Team Sky released its Tour de France roster this morning, an affair I’m sure my UK friends will thoroughly dissect within a matter of minutes, so I’ll leave it to them and just comment on one small part of it. For me, the biggest news was the selection of Mike Barry to ride his first Tour. You already know Barry through his writing, of course. But in addition to his abilities in capturing the sport from the inside, he’s also a very capable domestique who’s been worthy of a Tour ride for years, as proven by his service at the classics and various Vueltas and Giros. But riding as he did for Bruyneel’s deep Tour-winning teams, he never quite got the call-up earlier in his career. Maybe, as a Canadian, he just didn’t speak enough Spanish, who knows.

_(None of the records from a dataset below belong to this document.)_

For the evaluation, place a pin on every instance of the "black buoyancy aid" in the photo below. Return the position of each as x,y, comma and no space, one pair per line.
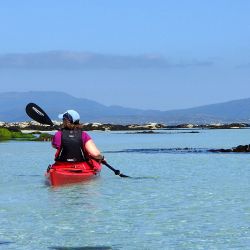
71,146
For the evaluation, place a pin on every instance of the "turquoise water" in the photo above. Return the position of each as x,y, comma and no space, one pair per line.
177,200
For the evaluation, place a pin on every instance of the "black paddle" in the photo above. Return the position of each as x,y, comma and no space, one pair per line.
116,171
37,114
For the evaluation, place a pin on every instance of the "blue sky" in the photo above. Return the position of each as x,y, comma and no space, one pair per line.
148,54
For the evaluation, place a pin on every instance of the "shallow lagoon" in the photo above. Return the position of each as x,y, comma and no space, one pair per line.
178,200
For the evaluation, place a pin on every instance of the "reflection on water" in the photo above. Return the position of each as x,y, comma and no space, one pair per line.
180,196
160,150
82,248
5,242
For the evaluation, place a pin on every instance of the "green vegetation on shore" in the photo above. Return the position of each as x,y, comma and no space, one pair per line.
7,134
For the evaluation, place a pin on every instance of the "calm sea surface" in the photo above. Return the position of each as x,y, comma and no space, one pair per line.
178,199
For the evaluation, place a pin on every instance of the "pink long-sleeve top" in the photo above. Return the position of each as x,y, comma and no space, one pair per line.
57,139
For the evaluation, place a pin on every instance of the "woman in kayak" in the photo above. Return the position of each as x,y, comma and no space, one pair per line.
73,144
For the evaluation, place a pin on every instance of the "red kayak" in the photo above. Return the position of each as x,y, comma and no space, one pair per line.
61,173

This year, though, he’s finally getting his shot, which is good, because it was feeling a bit like now-or-never time. I’m glad for him. Yes, I know he came up in Floyd Landis’s doping allegations, but he was also my next door neighbor in a sublet in Boulder about 11 years ago, when he was with Saturn and his wife Dede was still racing. I didn’t really know him, or her, and still don’t. I was just interning at VeloNews then, and figured the last thing I’d want to have next door if I were a pro cyclist was some cycling writer chatting me up every day when I got home. So I kept my distance. But Mike and Dede were always friendly, with a hello in the stairway or a wave as we passed coming and going on bikes. Like a lot of the people mentioned in various dope stories, they’re real people for me, and I try to remember that. The whole Landis thing will sort itself out, and we’ll all be happy or vindicated or disappointed or otherwise affected by what we find out about a lot of people. But that can wait. For now I’ll wish Barry all the best in his Tour debut. It’s about time.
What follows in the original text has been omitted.